Researchers at Johns Hopkins continue to explore new uses for old drugs in the school's expansive drug library.
"The more drugs you have, the more possibilities, the higher the chance you rediscover something that will help," Liu said. "Oftentimes, we are surprised that a drug known to do something else has another hidden property."
The study is published in the Proceedings of the National Academy of Sciences.
-- Shari Roan
Photo credit: Advanced Cell Technology Inc.



This is not new.
20 years ago I was hearing of another substance that inhibited angiogenesis (the formation of new blood vessels). It is shark cartilage.
see:
A novel polypeptide from shark cartilage with potent anti-angiogenic activity.

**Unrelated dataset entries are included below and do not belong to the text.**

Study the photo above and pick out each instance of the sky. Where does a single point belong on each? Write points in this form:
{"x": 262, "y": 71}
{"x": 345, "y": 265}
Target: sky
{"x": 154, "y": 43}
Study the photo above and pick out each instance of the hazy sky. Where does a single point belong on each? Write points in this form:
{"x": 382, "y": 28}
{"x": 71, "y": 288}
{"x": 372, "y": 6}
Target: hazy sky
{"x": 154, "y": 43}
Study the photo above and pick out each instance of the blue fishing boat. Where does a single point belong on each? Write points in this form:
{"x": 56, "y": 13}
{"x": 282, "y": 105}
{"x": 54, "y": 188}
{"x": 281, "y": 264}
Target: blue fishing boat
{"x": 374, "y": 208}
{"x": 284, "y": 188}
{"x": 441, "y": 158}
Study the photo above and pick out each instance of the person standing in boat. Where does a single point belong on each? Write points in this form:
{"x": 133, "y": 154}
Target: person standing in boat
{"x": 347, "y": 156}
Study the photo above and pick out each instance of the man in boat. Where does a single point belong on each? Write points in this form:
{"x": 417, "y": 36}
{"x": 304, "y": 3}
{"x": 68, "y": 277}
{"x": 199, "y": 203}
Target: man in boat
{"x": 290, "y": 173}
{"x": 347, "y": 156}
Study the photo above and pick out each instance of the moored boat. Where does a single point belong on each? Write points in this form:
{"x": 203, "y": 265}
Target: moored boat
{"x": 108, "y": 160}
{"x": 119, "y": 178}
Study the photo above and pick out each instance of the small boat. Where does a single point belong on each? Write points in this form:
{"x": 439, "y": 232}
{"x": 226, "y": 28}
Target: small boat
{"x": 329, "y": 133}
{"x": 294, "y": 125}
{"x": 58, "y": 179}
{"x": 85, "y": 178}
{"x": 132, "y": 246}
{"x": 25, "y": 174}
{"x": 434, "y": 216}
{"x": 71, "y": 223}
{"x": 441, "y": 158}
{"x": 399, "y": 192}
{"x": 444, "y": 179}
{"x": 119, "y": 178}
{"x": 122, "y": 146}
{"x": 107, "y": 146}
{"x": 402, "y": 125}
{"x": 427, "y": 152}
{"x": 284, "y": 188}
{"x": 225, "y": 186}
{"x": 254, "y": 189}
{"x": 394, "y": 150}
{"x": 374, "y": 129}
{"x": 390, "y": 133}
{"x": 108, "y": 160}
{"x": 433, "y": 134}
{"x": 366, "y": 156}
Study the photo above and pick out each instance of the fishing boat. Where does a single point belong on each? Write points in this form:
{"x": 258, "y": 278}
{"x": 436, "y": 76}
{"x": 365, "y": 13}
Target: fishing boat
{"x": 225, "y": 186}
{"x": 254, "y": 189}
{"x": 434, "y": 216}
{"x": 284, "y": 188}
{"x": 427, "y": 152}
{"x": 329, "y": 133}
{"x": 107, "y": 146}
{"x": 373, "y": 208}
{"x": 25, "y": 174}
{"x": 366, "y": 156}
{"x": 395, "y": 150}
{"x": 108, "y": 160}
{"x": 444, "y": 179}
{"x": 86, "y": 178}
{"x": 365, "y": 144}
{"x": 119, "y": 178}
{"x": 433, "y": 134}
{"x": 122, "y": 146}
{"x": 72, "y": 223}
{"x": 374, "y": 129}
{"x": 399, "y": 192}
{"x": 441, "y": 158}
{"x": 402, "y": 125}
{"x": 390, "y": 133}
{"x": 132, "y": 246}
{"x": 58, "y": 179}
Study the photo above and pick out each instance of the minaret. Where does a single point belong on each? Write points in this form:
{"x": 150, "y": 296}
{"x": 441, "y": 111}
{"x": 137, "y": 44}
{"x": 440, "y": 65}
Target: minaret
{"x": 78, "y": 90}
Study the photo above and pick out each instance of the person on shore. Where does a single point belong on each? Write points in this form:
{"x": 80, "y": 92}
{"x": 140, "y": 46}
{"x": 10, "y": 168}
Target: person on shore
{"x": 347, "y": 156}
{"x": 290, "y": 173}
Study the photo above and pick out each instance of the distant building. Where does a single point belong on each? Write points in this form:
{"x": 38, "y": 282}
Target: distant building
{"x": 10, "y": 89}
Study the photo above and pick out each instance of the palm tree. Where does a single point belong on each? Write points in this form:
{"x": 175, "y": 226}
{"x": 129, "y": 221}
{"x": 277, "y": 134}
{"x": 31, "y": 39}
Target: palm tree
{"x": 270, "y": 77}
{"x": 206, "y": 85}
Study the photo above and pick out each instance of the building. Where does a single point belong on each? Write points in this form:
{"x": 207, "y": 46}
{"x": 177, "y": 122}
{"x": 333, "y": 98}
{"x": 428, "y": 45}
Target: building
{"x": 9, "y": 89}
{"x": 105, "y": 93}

Zheng L, Ling P, Wang Z, Niu R, Hu C, Zhang T, Lin X. Institute of Oceanology, Chinese Academy of Sciences, Qingdao, China.
and
http://www.ncbi.nlm.nih.gov:80/pmc/articles/PMC1891166/
I suspect the drug will be paired with a novel delivery system so it can be patented and this finding (see above) will be as ignored today as it was 20 years ago. Then Johns Hopkins can get credit for curing cancer.